Chlamydastis metacystis

Scientific classification
- Kingdom: Animalia
- Phylum: Arthropoda
- Clade: Pancrustacea
- Class: Insecta
- Order: Lepidoptera
- Family: Depressariidae
- Genus: Chlamydastis
- Species: C. metacystis
- Binomial name: Chlamydastis metacystis (Meyrick, 1918)
- Synonyms: Ptilogenes metacystis Meyrick, 1918;

= Chlamydastis metacystis =

- Authority: (Meyrick, 1918)
- Synonyms: Ptilogenes metacystis Meyrick, 1918

Species of moth

Chlamydastis metacystis is a moth in the family Depressariidae. It was described by Edward Meyrick in 1918. It is found in French Guiana.
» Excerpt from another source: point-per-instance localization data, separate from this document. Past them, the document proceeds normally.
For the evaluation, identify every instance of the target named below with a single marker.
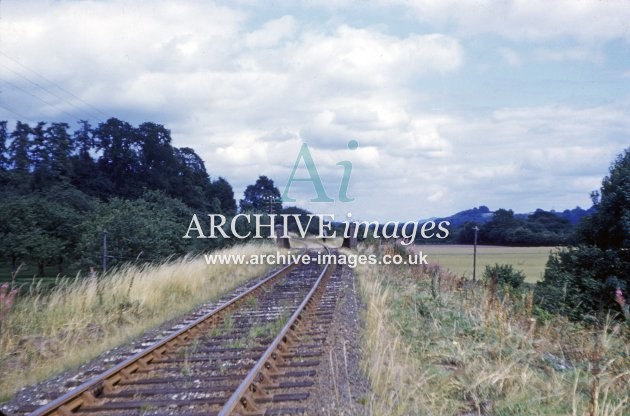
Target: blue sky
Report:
(520, 104)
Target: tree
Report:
(4, 135)
(582, 281)
(119, 160)
(610, 225)
(222, 190)
(157, 160)
(19, 149)
(60, 150)
(263, 196)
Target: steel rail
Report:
(75, 398)
(238, 398)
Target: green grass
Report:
(459, 258)
(453, 351)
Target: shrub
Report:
(504, 275)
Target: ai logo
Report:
(314, 178)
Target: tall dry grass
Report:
(436, 346)
(49, 331)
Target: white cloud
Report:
(246, 93)
(534, 20)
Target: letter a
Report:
(313, 177)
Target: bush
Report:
(504, 275)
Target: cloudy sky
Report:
(514, 104)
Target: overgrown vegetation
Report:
(45, 332)
(59, 191)
(592, 279)
(437, 344)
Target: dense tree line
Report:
(592, 277)
(59, 189)
(542, 228)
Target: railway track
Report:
(255, 355)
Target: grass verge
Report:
(50, 331)
(436, 346)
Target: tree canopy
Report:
(583, 280)
(60, 189)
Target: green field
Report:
(459, 258)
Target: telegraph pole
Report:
(475, 254)
(104, 250)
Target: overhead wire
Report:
(92, 113)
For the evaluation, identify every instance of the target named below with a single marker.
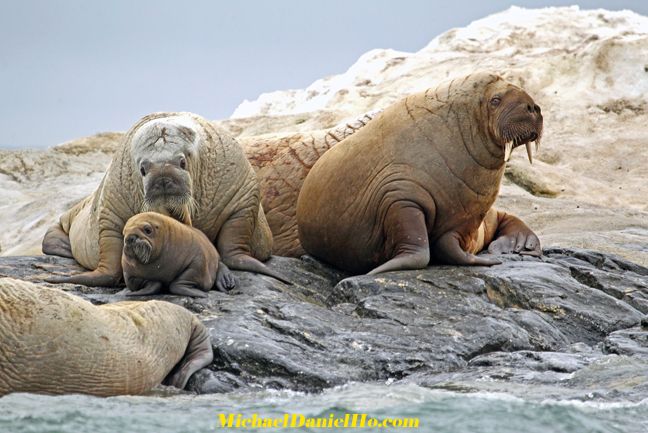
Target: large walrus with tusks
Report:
(282, 162)
(418, 183)
(52, 342)
(179, 165)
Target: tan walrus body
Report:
(282, 163)
(56, 343)
(417, 184)
(176, 164)
(161, 252)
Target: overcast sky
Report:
(71, 68)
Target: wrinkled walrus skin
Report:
(56, 343)
(161, 252)
(176, 164)
(418, 183)
(281, 163)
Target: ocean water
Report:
(438, 412)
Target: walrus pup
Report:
(176, 164)
(418, 183)
(56, 343)
(161, 252)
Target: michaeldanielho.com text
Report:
(296, 420)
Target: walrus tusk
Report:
(508, 147)
(530, 152)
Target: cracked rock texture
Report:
(572, 324)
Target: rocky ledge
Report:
(572, 324)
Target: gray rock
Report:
(569, 324)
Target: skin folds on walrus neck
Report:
(160, 252)
(418, 182)
(176, 164)
(56, 343)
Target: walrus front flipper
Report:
(233, 243)
(448, 250)
(405, 229)
(91, 279)
(139, 287)
(513, 236)
(109, 270)
(56, 242)
(186, 289)
(199, 354)
(225, 280)
(243, 262)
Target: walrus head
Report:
(143, 237)
(164, 151)
(514, 118)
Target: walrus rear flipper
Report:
(56, 242)
(199, 354)
(447, 250)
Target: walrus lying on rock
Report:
(282, 162)
(177, 164)
(418, 182)
(160, 252)
(56, 343)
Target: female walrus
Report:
(418, 183)
(160, 251)
(54, 343)
(176, 164)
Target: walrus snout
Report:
(520, 122)
(166, 185)
(137, 248)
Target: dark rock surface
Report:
(569, 325)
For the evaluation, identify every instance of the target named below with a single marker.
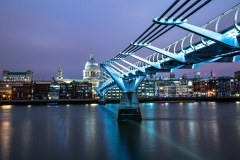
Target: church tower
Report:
(59, 74)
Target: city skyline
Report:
(40, 36)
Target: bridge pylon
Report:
(129, 105)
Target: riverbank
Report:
(95, 101)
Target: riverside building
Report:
(17, 76)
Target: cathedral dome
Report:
(91, 70)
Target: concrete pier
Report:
(129, 107)
(102, 100)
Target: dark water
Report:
(204, 130)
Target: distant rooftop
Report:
(17, 73)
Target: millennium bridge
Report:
(215, 41)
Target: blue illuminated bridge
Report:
(216, 41)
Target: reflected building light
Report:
(6, 107)
(5, 139)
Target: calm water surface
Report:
(200, 130)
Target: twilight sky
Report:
(40, 35)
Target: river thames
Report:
(191, 130)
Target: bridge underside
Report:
(129, 107)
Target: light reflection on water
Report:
(194, 130)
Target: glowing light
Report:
(6, 107)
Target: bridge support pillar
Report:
(102, 100)
(129, 107)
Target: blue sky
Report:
(40, 35)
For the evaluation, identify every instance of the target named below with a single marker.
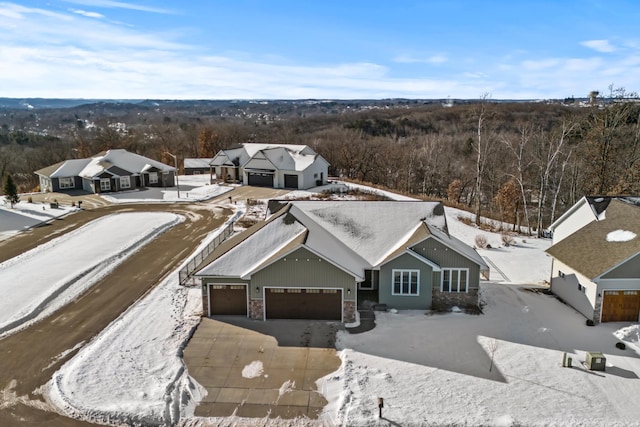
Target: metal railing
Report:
(196, 262)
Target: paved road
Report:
(26, 357)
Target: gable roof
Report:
(352, 235)
(196, 163)
(290, 157)
(592, 250)
(120, 161)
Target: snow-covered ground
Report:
(56, 272)
(431, 369)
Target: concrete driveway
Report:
(247, 373)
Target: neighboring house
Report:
(315, 259)
(197, 166)
(596, 258)
(113, 170)
(271, 165)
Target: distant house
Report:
(321, 259)
(596, 258)
(271, 165)
(197, 166)
(113, 170)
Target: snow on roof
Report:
(71, 167)
(620, 236)
(371, 229)
(591, 249)
(253, 251)
(130, 162)
(196, 163)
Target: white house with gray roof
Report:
(321, 259)
(596, 258)
(271, 165)
(112, 170)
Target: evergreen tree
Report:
(11, 191)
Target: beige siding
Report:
(448, 258)
(304, 269)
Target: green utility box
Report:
(596, 361)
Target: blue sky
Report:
(293, 49)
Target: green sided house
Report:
(315, 259)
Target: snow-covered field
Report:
(430, 369)
(71, 263)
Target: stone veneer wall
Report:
(255, 309)
(205, 302)
(349, 311)
(597, 309)
(454, 298)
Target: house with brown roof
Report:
(596, 258)
(322, 259)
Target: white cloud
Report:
(603, 46)
(119, 5)
(87, 14)
(408, 59)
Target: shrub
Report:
(507, 239)
(481, 241)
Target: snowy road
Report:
(44, 278)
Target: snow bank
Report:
(56, 272)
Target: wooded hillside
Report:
(525, 163)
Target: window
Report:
(125, 182)
(105, 184)
(455, 280)
(370, 279)
(66, 182)
(405, 282)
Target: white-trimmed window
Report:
(125, 182)
(66, 182)
(405, 282)
(455, 280)
(105, 184)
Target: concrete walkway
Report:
(248, 374)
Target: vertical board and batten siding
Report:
(448, 258)
(425, 284)
(304, 269)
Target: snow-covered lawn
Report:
(45, 278)
(430, 369)
(24, 215)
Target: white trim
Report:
(466, 291)
(264, 299)
(435, 267)
(401, 271)
(246, 294)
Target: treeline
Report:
(524, 163)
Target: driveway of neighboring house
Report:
(258, 369)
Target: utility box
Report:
(596, 361)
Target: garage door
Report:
(318, 304)
(260, 179)
(291, 181)
(228, 299)
(620, 306)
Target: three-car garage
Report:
(277, 302)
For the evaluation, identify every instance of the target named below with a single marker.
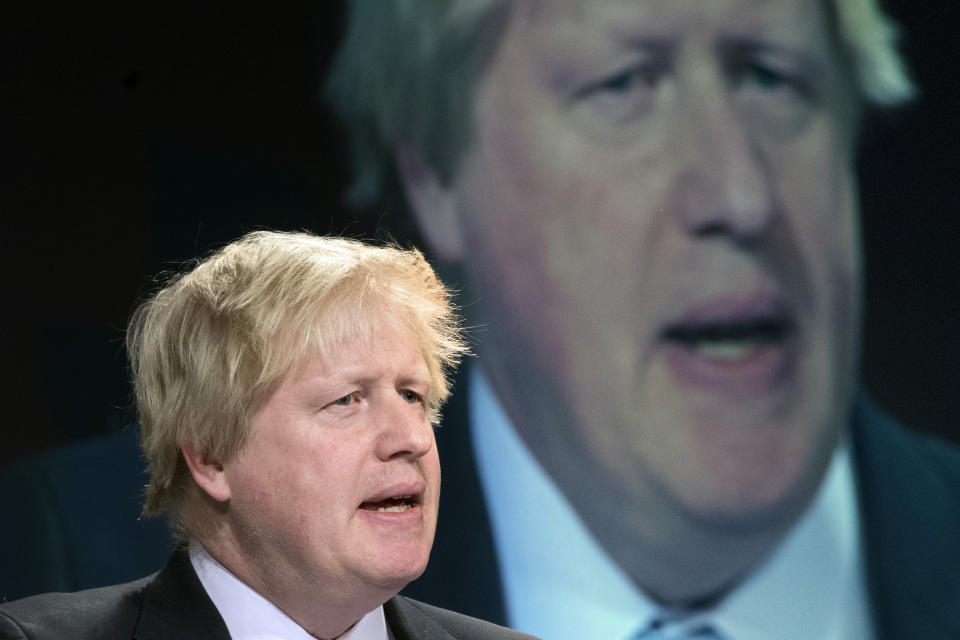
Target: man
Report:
(286, 388)
(654, 204)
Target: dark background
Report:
(133, 137)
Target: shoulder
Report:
(898, 455)
(107, 612)
(413, 619)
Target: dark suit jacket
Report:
(173, 604)
(909, 493)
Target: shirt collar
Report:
(250, 616)
(560, 583)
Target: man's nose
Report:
(404, 430)
(724, 184)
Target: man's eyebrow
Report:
(806, 58)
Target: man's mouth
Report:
(395, 504)
(740, 345)
(729, 340)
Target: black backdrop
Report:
(136, 136)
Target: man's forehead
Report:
(625, 20)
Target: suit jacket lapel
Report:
(409, 623)
(175, 605)
(909, 490)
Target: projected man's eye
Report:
(625, 94)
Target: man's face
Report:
(658, 222)
(338, 485)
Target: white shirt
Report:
(559, 583)
(250, 616)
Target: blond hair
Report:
(406, 71)
(207, 349)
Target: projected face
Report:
(659, 223)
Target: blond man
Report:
(287, 388)
(654, 208)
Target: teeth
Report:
(727, 349)
(394, 509)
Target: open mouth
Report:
(394, 504)
(730, 340)
(734, 345)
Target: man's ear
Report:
(434, 203)
(207, 472)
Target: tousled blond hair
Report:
(207, 349)
(406, 71)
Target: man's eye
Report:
(411, 396)
(767, 78)
(345, 401)
(624, 95)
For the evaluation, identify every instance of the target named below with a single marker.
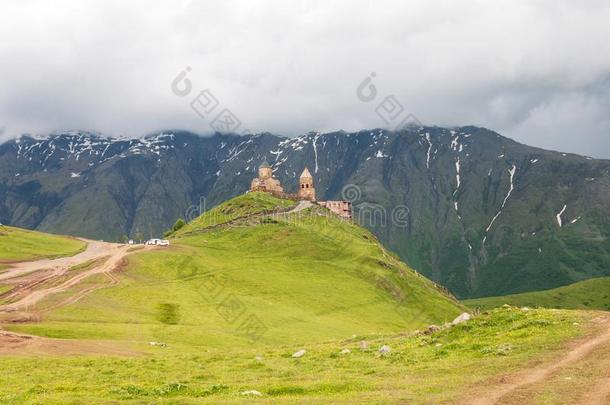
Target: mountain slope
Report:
(299, 277)
(19, 245)
(475, 211)
(588, 294)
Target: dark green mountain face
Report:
(477, 212)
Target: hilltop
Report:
(483, 215)
(302, 276)
(272, 299)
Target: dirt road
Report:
(32, 282)
(591, 349)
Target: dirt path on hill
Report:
(580, 350)
(37, 280)
(94, 250)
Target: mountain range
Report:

The wingspan is 14–17 mm. The forewings are whitish, more or less speckled fuscous. The stigmata are small, raised and black, the plical obliquely beyond the first discal and there are indistinct small grey spots on the costa at one-fourth and before the middle, and on the dorsum beyond the middle. An oval brown blotch, anteriorly suffused dark brown and sprinkled black, extending over the termen from above the apex to near the tornus. The hindwings of the males are ochreous-whitish, posteriorly tinged grey. The hindwings of the females are grey.